Ripe or dead? On fire but not dead yet!
-Anna
Baccarat Rouge 540 by Maison Francis Kurkdjian
What, you thought we were anti-mainstream here? Shoshanna might’ve gotten into some subtle foreign perfumes when she lived in Japan—maybe some Issey Miyake—but let’s be real, Shosh would absolutely be wearing the girlboss of fragrances, Baccarat Rouge 540, like it was her goddamned job. Maybe she saw it when it went viral on TikTok, maybe she saw that Olivia Rodrigo can’t live without it. However it came to be, Shoshanna is layering this with Dove deodorant and Aesop hand wash (whenever she can afford it). You can smell it on her toddler’s head and all her Upper East Side mommy clothes. This scent was probably made for mysterious, married-to-millionaire, eternal muse Jessas but has been seized by she-EO Shoshannas, and why not? It’s kind of impossible to describe, switching from ‘dentist’s office’ to ‘spicy cedarwood’ to ‘spun sugar’ and back to ‘hospital’ in the span of five minutes. It’s powerful and undeniably feminine, soothing and hyper. It’s ultimately addictive, like Shoshanna herself or the meth that she accidentally smoked. You smell it again and again, trying to figure out if you actually like it or if you actually want it eradicated from the planet—the Shoshanna effect, if you will.

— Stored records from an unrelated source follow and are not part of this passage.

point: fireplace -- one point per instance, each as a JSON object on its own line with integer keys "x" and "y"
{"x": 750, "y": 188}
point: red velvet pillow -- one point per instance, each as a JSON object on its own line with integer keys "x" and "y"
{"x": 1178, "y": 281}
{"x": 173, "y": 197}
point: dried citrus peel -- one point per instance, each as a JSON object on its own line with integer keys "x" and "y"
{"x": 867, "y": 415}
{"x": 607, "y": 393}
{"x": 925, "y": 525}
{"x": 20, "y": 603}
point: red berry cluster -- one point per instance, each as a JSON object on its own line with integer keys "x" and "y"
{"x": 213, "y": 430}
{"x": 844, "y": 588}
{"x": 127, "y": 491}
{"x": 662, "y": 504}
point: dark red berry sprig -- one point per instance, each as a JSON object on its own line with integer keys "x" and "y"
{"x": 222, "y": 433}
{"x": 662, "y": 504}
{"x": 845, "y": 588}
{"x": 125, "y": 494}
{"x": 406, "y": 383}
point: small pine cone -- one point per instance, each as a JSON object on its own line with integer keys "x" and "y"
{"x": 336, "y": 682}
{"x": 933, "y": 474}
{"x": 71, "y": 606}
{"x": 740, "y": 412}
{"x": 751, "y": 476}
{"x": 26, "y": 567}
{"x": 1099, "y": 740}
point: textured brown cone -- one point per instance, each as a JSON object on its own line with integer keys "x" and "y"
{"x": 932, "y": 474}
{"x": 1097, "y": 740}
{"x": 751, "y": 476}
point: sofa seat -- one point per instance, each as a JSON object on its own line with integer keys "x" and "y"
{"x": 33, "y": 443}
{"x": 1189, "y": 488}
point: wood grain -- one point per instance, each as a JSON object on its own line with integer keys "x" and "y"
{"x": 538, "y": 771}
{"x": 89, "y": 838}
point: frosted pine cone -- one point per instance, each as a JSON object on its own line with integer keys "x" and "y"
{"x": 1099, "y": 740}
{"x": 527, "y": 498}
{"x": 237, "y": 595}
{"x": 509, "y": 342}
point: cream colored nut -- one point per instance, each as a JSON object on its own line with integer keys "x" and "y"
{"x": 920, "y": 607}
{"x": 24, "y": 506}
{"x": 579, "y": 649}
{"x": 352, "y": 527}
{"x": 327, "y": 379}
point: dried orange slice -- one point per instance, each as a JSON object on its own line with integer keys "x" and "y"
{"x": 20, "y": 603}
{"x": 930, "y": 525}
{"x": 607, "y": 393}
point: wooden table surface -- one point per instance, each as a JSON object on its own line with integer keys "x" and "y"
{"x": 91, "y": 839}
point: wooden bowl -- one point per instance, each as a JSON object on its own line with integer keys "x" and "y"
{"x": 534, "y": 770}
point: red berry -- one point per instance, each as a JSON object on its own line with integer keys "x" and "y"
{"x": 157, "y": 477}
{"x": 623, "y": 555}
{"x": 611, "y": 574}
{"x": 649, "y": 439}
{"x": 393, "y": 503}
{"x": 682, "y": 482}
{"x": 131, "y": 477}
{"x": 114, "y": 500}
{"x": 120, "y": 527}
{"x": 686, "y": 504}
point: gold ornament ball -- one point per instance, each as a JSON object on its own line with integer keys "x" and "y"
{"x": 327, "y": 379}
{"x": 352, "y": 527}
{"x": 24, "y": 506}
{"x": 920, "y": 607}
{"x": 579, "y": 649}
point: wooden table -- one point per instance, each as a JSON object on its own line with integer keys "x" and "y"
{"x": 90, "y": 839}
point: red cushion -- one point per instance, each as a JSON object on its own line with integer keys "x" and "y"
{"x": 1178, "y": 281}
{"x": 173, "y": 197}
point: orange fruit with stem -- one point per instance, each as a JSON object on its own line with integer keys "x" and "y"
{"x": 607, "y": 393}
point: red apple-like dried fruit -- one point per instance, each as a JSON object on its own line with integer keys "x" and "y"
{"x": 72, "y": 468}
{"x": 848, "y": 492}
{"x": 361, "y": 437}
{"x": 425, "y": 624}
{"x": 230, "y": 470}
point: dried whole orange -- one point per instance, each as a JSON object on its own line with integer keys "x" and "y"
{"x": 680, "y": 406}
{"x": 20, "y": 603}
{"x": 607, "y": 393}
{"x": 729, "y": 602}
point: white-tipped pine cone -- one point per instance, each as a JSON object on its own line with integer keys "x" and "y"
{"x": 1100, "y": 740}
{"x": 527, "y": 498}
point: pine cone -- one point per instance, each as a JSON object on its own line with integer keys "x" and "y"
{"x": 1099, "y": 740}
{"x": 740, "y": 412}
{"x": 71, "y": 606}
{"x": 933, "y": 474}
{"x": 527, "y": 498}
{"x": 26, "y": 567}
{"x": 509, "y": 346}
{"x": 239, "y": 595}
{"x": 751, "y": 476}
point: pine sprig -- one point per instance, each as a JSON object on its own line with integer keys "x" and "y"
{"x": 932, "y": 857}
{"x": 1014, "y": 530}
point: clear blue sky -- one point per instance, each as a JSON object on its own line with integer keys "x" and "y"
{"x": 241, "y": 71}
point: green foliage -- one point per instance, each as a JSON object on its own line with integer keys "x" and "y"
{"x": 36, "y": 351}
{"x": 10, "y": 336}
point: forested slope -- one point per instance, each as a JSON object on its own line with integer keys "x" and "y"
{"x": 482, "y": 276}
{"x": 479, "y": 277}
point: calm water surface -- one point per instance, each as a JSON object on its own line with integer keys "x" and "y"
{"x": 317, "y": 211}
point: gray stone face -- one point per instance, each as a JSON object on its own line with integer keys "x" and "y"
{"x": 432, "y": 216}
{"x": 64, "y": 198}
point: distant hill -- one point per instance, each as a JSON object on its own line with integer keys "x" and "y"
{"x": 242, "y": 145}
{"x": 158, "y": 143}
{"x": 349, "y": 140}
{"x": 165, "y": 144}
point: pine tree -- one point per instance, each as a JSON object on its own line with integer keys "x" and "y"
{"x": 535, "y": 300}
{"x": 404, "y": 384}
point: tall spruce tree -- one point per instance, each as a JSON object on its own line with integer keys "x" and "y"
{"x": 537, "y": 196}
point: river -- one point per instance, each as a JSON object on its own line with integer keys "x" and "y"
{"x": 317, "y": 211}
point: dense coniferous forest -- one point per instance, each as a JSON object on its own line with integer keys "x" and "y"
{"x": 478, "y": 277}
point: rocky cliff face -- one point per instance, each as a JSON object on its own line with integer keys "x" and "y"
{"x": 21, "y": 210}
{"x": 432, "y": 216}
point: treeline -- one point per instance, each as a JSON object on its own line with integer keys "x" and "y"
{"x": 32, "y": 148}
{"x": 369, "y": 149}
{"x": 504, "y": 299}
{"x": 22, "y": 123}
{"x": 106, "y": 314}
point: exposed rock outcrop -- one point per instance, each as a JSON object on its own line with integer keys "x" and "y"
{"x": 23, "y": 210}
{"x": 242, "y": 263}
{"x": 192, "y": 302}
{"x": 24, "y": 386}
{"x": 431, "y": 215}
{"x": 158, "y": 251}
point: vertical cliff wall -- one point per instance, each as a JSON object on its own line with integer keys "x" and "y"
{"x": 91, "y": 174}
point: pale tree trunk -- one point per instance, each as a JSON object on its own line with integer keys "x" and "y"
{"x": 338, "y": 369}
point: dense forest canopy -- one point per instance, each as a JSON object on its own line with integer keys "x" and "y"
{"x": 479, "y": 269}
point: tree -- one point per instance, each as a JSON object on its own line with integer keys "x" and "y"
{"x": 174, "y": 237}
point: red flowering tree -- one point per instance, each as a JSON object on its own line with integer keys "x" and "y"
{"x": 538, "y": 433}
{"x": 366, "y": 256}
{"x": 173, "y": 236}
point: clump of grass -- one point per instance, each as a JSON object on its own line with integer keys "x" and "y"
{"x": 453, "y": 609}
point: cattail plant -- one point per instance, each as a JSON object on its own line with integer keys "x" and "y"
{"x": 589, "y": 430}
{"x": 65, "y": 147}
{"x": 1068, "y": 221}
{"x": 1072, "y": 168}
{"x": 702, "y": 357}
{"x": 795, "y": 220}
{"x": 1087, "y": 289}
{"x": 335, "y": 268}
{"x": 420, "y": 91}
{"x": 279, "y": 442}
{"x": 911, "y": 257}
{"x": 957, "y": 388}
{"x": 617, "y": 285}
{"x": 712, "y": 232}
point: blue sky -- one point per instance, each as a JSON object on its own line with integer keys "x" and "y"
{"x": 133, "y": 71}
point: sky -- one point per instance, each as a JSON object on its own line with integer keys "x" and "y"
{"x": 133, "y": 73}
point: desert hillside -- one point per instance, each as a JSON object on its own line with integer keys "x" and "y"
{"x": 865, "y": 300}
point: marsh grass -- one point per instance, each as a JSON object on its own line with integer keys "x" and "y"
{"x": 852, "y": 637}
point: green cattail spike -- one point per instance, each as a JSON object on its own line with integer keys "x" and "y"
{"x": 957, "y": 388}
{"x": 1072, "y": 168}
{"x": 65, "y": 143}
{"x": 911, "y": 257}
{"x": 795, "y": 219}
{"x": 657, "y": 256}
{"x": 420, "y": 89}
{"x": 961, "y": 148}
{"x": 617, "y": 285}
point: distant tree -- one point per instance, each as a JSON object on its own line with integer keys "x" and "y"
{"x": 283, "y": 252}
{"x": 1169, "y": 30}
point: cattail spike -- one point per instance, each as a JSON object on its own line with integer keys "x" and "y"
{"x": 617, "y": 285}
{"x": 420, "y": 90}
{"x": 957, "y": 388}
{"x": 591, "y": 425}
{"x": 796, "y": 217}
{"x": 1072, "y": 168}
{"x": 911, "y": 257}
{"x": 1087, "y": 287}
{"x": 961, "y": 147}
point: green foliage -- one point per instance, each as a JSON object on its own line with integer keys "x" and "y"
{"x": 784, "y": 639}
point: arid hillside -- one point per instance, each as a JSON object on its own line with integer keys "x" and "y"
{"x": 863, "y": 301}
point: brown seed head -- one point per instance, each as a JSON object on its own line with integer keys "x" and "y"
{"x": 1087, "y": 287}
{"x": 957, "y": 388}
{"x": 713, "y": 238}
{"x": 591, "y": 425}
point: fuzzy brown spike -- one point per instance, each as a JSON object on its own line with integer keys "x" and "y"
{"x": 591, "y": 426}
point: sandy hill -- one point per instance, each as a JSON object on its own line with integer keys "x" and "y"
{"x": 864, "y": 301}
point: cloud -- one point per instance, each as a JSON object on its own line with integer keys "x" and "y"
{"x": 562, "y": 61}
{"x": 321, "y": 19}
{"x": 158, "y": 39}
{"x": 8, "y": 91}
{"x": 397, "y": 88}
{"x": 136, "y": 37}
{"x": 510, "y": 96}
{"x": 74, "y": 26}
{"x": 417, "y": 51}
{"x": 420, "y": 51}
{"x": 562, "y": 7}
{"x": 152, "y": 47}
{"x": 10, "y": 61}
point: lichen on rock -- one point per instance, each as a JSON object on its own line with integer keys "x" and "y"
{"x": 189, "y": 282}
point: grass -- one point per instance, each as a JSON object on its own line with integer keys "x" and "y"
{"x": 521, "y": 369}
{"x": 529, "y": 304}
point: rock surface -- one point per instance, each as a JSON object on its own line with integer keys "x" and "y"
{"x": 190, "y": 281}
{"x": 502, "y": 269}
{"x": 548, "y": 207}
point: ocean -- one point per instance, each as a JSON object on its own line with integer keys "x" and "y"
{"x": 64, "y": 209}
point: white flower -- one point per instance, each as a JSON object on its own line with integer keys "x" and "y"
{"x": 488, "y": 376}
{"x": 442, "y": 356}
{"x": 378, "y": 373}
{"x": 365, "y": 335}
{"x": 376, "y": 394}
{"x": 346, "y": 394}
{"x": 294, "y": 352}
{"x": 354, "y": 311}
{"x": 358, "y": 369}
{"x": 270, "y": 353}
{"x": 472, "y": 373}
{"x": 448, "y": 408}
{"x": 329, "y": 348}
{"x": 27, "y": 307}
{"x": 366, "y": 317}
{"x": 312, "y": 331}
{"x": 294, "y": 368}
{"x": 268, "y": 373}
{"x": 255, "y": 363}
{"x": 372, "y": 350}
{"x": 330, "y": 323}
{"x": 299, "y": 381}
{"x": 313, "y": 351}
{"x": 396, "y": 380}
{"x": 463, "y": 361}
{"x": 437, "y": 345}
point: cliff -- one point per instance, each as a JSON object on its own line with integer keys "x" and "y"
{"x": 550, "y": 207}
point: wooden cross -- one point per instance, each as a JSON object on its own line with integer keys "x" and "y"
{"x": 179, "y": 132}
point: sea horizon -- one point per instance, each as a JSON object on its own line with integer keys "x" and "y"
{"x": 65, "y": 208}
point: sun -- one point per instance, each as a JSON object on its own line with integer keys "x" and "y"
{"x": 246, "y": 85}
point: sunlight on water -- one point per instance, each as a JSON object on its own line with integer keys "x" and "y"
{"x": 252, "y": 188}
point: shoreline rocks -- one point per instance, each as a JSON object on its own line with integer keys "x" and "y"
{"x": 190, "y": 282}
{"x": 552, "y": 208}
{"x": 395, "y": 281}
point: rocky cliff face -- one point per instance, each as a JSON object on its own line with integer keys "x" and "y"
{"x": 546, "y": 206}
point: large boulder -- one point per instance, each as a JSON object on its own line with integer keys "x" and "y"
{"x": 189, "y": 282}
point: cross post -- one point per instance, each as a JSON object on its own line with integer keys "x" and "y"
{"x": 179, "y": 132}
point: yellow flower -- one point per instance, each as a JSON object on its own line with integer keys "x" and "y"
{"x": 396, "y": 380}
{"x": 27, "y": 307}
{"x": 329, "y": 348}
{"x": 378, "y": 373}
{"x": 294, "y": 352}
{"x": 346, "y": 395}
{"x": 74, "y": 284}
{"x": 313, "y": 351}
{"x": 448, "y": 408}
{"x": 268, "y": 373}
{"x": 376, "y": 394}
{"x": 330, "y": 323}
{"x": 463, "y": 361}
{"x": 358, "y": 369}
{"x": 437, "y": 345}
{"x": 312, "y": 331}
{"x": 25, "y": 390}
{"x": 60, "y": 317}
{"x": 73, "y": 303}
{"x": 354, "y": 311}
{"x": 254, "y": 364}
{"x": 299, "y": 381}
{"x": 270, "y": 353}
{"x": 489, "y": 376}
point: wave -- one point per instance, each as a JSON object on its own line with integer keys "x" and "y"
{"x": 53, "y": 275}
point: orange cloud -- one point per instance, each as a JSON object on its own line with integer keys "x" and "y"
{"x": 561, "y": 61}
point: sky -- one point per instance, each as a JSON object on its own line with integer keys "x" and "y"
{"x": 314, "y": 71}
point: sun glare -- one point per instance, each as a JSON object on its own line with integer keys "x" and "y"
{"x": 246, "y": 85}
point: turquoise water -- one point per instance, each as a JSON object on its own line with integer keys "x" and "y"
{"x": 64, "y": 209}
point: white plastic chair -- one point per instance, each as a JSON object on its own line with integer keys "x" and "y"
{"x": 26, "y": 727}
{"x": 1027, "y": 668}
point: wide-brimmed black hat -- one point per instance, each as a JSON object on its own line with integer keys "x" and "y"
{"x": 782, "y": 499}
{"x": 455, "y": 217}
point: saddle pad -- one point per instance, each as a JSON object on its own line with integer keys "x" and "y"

Hot or cold? Cold plunge after hot yoga.
Color? Pink Rare Beauty blush.
Which Girl is she? Shoshanna.
Room in the house? Foyer of a $5 million brownstone.
Animal? Sugar glider.
Theme song? “Money” by Cardi B (played at Soul Cycle).
Texture? Vapor.
Signature drink? Dirty Shirley.
Favorite word? “Bougie.”
Ripe or dead? Dead but somehow still talking.
-Crissy
📸📸📸 Camera Roll 📸📸📸
🗽🖤🗽 Brooklyn baby edition 🗽🖤🗽
Ramona Singer telling Bethenny Frankel she has no friends on the Brooklyn Bridge (“The Ambush”(2010)) paired with Bandit by Robert Piguet.
Zoë Kravitz matching the brick on a Brooklyn lunch date with Channing Tatum in 2021 paired with Rose Highland by Jorum Studio.
Coney Island a la Requiem for a Dream (2000) paired with Coney Island Baby by Scout Dixon West.
Iconic Brooklynite Jenny Humphrey paired with Anna Sui by Anna Sui.